Live album by Paul Rutherford
- Released: 2002
- Recorded: Summer 1986; April 15, 1992; June 26, 1993; September 3, 1995
- Venue: London; Noci, Italy
- Genre: Free jazz
- Length: 1:16:17
- Label: Emanem 4072

Paul Rutherford chronology
| The First Full Turn (1998) | Trombolenium (2002) | Chicago 2002 (2002) |

= Trombolenium =

Trombolenium: Solo Trombone Improvisations 1986–1995 is a live solo album by trombonist Paul Rutherford. It was recorded at various concerts in London and Noci, Italy, during 1986, 1992, 1993, and 1995, and was released in 2002 by Emanem Records.

==Reception==

In a review for AllMusic, François Couture wrote: "Rutherford's legendary playfulness and his relaxed attitude welcome listeners from the start. Throughout the album the trombonist demonstrates an extensive range of personal techniques that never take over the warmth and lyricism familiar to his music... He is a delight to hear... constantly challenging expectations and eschewing clichés."

The authors of The Penguin Guide to Jazz Recordings stated: "Almost a decade's worth of solo performance. The sound-quality varies hugely, or rather the acoustics do, and it is interesting to hear how responsive Paul was to different environments."

Derek Taylor of One Final Note called the album "a solid companion and supplement" to Rutherford's 1976 debut release The Gentle Harm of the Bourgeoisie, and commented: "Rutherford's understanding of natural acoustics borders on the encyclopedic and his abilities in this regard are on broad display."

Writing for the BBC Music Magazine, Richard Cook remarked: "Though the acoustics vary from very dry to spacious, all the music emerges with a buttonholing immediacy. Anyone who's ever tried playing the trombone will recognise at once a remarkable master of his instrument, but the curious thing about Rutherford's music is its universality.
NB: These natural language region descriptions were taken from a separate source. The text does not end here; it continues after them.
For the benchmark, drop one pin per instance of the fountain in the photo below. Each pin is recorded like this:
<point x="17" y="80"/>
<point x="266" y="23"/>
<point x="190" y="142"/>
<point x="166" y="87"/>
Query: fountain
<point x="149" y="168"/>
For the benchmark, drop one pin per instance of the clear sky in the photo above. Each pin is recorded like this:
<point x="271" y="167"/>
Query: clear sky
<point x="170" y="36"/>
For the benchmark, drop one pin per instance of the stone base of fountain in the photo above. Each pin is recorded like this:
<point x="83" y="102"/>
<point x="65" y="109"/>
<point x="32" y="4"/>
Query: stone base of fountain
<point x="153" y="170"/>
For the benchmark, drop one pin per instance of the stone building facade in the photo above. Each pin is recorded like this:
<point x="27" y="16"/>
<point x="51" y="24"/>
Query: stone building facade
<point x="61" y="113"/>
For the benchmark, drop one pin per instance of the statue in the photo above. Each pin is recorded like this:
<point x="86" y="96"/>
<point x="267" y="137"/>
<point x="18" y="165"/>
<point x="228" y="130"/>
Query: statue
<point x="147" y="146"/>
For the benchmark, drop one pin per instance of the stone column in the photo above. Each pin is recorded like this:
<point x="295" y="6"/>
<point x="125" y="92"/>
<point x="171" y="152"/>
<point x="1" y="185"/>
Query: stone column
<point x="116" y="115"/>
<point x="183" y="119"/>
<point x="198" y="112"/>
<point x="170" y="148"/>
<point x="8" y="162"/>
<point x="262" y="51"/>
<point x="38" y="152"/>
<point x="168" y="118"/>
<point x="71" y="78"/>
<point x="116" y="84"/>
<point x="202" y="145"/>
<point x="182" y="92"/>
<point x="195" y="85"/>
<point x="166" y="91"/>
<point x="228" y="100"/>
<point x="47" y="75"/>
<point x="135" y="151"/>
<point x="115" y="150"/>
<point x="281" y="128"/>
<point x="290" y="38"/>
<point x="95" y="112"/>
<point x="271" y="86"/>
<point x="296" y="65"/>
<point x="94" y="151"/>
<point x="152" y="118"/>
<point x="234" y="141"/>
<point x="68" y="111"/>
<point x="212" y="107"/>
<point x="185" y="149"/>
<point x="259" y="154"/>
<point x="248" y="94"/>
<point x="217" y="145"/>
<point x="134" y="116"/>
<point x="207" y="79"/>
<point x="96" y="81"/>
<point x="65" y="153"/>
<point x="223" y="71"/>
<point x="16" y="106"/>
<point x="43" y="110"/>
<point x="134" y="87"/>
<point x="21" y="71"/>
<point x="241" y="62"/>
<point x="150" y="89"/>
Nothing needs to be 'learned' to appreciate what he does, and to love it."

Professional ratings
Review scores
| Source | Rating |
| AllMusic |  |
| The Penguin Guide to Jazz |  |

==Track listing==

1. "Red Rose Afternoon 1" – 6:17
2. "Red Rose Afternoon 2" – 5:11
3. "First Walnut" – 19:20
4. "Second Walnut" – 5:03
5. "First China Pig Extract" – 8:43
6. "Second China Pig Extract" – 7:47
7. "China Pig Lament" – 5:03
8. "Stalf" – 3:29
9. "Falst" – 3:05
10. "Flast" – 6:36
11. "Stlaf" – 5:43

- Tracks 1 and 2 were recorded on September 3, 1995, at the Red Rose in London. Tracks 3 and 4 were recorded on June 26, 1993, during the Europa Jazz Festival in Noci, Italy. Tracks 5–7 were recorded on April 15, 1992, at the China Pig in London. Tracks 8–11 were recorded during the summer of 1986 at St Alfege's Church in London.